Figure 4-107. Lockbolt grip gauge.

Figure 4-107. Lockbolt grip gauge.

The pull-type lockbolt is mainly used in aircraft and primary and secondary structure. It is installed very rapidly and has approximately one-half the weight of equivalent AN steel bolts and nuts. A special pneumatic pull gun is required for installation of this type lockbolt, which can be performed by one operator since buckling is not required.

The stump-type lockbolt, although not having the extended stem with pull grooves, is a companion fastener to the pulltype lockbolt. It is used primarily where clearance does not permit effective installation of the pull-type lockbolt. It is driven with a standard pneumatic riveting hammer, with a hammer set attached for swaging the collar into the pin locking grooves, and a bucking bar.

The blind-type lockbolt comes as a complete unit or assembly and has exceptional strength and sheet pull-together characteristics. Blind-type lockbolts are used where only one side of the work is accessible and generally where it is difficult to drive a conventional rivet. This type lockbolt is installed in a manner similar to the pull-type lockbolt.

The pins of pull- and stump-type lockbolts are made of heat-treated alloy steel or high-strength aluminum alloy. Companion collars are made of aluminum alloy or mild steel. The blind-type lockbolt consists of a heat-treated alloy steel pin, blind sleeve, filler sleeve, mild steel collar, and carbon steel washer.

These fasteners are used in shear and tension applications. The pull type is more common and can be installed by one person. The stump type requires a two person installation. An assembly tool is used to swage the collar onto the serrated grooves in the pin and break the stem flush to the top of the collar.

The easiest way to differentiate between tension and shear pins is the number of locking groves. Tension pins normally have four locking grooves and shear pins have two locking grooves. The installation tooling preloads the pin while swaging the collar. The surplus end of the pin, called the pintail, is then fractured.

Installation Procedure

Installation of lockbolts involves proper drilling.
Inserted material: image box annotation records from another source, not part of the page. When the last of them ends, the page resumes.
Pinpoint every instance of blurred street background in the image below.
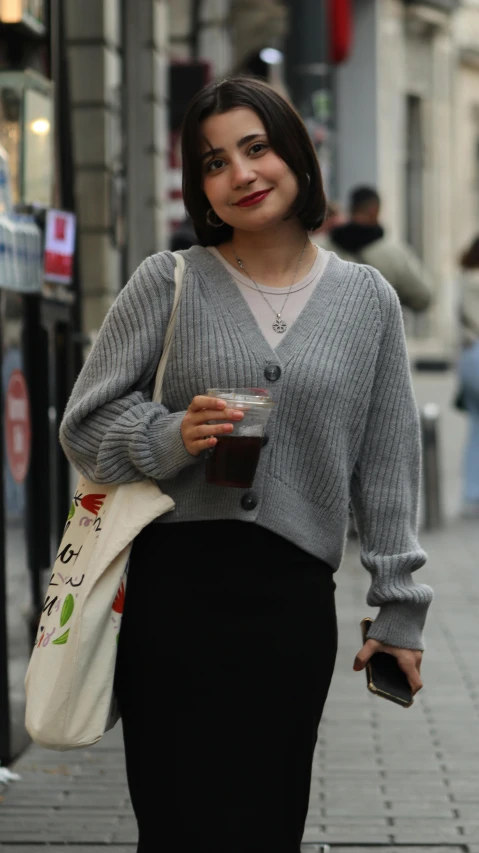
[0,0,479,853]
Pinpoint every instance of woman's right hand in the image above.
[181,395,243,456]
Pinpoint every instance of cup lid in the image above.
[206,388,274,409]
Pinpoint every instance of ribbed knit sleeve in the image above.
[351,269,432,649]
[60,253,197,483]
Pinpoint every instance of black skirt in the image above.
[116,521,337,853]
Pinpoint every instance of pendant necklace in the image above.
[232,235,308,335]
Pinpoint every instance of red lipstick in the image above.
[236,190,271,207]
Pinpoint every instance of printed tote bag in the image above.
[25,253,184,750]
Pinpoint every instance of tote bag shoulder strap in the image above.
[153,252,185,403]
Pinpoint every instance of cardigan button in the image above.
[264,364,281,382]
[241,492,258,512]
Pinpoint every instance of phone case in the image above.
[361,617,414,708]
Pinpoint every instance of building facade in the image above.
[336,0,456,363]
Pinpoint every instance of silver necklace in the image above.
[232,235,308,335]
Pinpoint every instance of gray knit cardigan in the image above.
[60,246,432,649]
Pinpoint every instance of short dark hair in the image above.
[460,236,479,270]
[349,187,381,213]
[181,76,326,246]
The hole preparation for a lockbolt is similar to hole preparation for a Hi-Lok®. An interference fit is typically used for aluminum and a clearance fit is used for steel, titanium, and composite materials. [Figure 4-108]

Figure 4-108. Lockbolt installation procedure.

Figure 4-108. Lockbolt installation procedure.

Lockbolt Inspection

After installation, a lockbolt needs to be inspected to determine if installation is satisfactory. [Figure 4-109] Inspect the lockbolt as follows:

  1. The head must be firmly seated.
  2. The collar must be tight against the material and have the proper shape and size.
  3. Pin protrusion must be within limits.
Figure 4-109. Lockbolt inspection.

Figure 4-109. Lockbolt inspection.

Lockbolt Removal

The best way to remove a lockbolt is to remove the collar and drive out the pin. The collar can be removed with a special collar cutter attached to a drill motor that mills off the collar without damaging the skin. If this is not possible, a collar splitter or small chisel can be used. Use a backup block on the opposite side to prevent elongation of the hole.

The Eddie-Bolt® 2 Pin Fastening System

The Eddie-Bolt® 2 looks similar to the Hi-Lok®, but has five flutes, equally spaced along a portion of the pin thread area. A companion threaded collar deforms into the flutes at a predetermined torque and locks the collar in place. The collar can be unscrewed using special tooling. This fastening system can be used in either clearance or interference-fit holes.